After the surgery was over, I sat down and burst into tears. My son came and sat next to me. He held my hand and patted my hair. He told me that he was worried about Granny. He told me that he was worried about me. At this point, I snapped out of my temporary breakdown and realized that it was not my 7-year-old son’s job to console me. I explained to him that I knew Granny would be okay, but I was worried about the long recovery. This seemed to reassure him and shortly after. he asked if he could play a little Mine Craft. Thankfully, this request was “normal” and I really was looking for a little normal at the time.
I sent my son to school on Monday. Before he walked out the door, I emailed his school explaining the current situation. He didn’t have time for his typical “weekend tantrum” this weekend and I was afraid that all of the emotions and feelings would erupt at school. Unfortunately, I know my son well. While at the hospital, my phone rang and the principal said that it had been a rough day. I was disappointed, but honestly not surprised.

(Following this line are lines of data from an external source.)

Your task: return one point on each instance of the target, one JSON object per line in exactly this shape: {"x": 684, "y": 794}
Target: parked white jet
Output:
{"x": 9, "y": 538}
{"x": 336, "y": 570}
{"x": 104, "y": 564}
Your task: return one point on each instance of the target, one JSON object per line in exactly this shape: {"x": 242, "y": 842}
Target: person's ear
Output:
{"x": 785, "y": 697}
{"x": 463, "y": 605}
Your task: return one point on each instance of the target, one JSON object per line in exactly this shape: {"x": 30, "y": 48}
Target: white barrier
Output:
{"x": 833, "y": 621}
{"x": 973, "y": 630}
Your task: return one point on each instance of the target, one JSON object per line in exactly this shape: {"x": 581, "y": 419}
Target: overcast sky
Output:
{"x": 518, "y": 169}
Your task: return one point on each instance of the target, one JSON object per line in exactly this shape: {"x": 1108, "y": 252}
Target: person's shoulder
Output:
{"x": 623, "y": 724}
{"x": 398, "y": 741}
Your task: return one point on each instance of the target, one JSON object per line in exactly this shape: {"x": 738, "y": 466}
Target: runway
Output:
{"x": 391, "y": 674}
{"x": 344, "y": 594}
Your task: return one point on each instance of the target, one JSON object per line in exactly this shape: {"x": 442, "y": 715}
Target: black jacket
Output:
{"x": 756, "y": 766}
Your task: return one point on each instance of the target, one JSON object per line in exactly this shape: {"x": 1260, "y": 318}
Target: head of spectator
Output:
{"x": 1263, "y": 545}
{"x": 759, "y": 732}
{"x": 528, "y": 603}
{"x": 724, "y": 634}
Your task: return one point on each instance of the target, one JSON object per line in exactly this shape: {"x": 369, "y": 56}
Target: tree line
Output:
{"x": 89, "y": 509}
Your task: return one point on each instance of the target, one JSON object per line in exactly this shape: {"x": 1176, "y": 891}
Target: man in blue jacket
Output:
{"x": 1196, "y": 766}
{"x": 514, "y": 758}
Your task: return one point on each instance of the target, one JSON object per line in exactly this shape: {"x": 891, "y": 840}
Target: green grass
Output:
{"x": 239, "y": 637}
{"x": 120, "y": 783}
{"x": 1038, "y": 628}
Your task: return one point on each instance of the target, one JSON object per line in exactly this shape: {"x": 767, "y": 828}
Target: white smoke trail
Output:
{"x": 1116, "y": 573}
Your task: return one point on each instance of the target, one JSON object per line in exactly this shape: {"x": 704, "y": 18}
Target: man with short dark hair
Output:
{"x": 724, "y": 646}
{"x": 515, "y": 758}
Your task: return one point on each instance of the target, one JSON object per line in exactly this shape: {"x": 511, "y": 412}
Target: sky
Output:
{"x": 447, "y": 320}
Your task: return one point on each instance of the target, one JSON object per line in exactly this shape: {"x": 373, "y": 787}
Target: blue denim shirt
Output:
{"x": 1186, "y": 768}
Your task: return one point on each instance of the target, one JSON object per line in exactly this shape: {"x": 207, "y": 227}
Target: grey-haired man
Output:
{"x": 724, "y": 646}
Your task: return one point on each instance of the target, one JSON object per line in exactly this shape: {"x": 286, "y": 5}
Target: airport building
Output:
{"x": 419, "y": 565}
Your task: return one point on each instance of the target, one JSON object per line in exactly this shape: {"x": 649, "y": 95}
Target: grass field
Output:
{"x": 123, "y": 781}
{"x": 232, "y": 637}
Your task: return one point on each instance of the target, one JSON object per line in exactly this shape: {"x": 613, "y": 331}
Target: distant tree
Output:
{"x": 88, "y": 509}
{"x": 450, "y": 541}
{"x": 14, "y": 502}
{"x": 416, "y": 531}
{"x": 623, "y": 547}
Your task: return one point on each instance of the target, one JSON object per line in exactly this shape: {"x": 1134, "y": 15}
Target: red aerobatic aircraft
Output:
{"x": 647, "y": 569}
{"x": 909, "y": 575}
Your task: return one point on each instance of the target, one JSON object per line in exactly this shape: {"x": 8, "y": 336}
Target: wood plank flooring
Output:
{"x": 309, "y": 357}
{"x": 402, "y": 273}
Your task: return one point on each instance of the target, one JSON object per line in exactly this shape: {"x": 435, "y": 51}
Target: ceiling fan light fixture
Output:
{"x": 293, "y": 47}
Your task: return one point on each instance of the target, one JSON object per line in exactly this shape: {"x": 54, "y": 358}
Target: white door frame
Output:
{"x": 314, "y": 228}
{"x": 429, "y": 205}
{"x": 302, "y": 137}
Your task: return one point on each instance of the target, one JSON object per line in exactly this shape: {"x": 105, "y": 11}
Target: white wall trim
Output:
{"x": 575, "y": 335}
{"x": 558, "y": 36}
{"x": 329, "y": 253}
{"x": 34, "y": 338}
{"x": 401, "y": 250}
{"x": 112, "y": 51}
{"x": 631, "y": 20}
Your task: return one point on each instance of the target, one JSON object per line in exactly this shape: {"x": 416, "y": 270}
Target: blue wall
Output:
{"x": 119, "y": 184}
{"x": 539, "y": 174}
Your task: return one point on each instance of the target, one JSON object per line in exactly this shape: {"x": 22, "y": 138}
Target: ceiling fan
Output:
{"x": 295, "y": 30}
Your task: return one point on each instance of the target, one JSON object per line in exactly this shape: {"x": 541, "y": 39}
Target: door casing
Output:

If only Monday was an isolated incident; however, there was a “repeat performance” yesterday. I shouldn’t be surprised because my son looks to home as his sanctuary…his place to recover. This is where everything is supposed to be consistent and structured. This week has been anything but consistent!
The school staff met and discussed strategies and some of our suggestions to help my TBP. We believe that he should resume eating lunch with the secretaries instead of trying to manage all that takes place in the lunchroom. We feel that instruction around “cool down strategies” would help prepare him for those most challenging days. Being able to earn Ipad time on a daily basis might be just the incentive to get him through the hardest times (lunch and recess).
While I am upset with my son’s week at school, I cannot obsess about his mistakes. Instead, I split my attention between my work, my son and my mother’s health. I won’t lie…I have had challenging moments, but I am reminded that “this too shall pass.”
The bottom line is…the frustration that I have felt about some of my son’s choices, does not overshadow the importance of my mother’s recovery. During the hardest time, my son showed patience, compassion, love & flexibility. Yes…flexibilty! I guess it took a broken femur to help put things in perspective!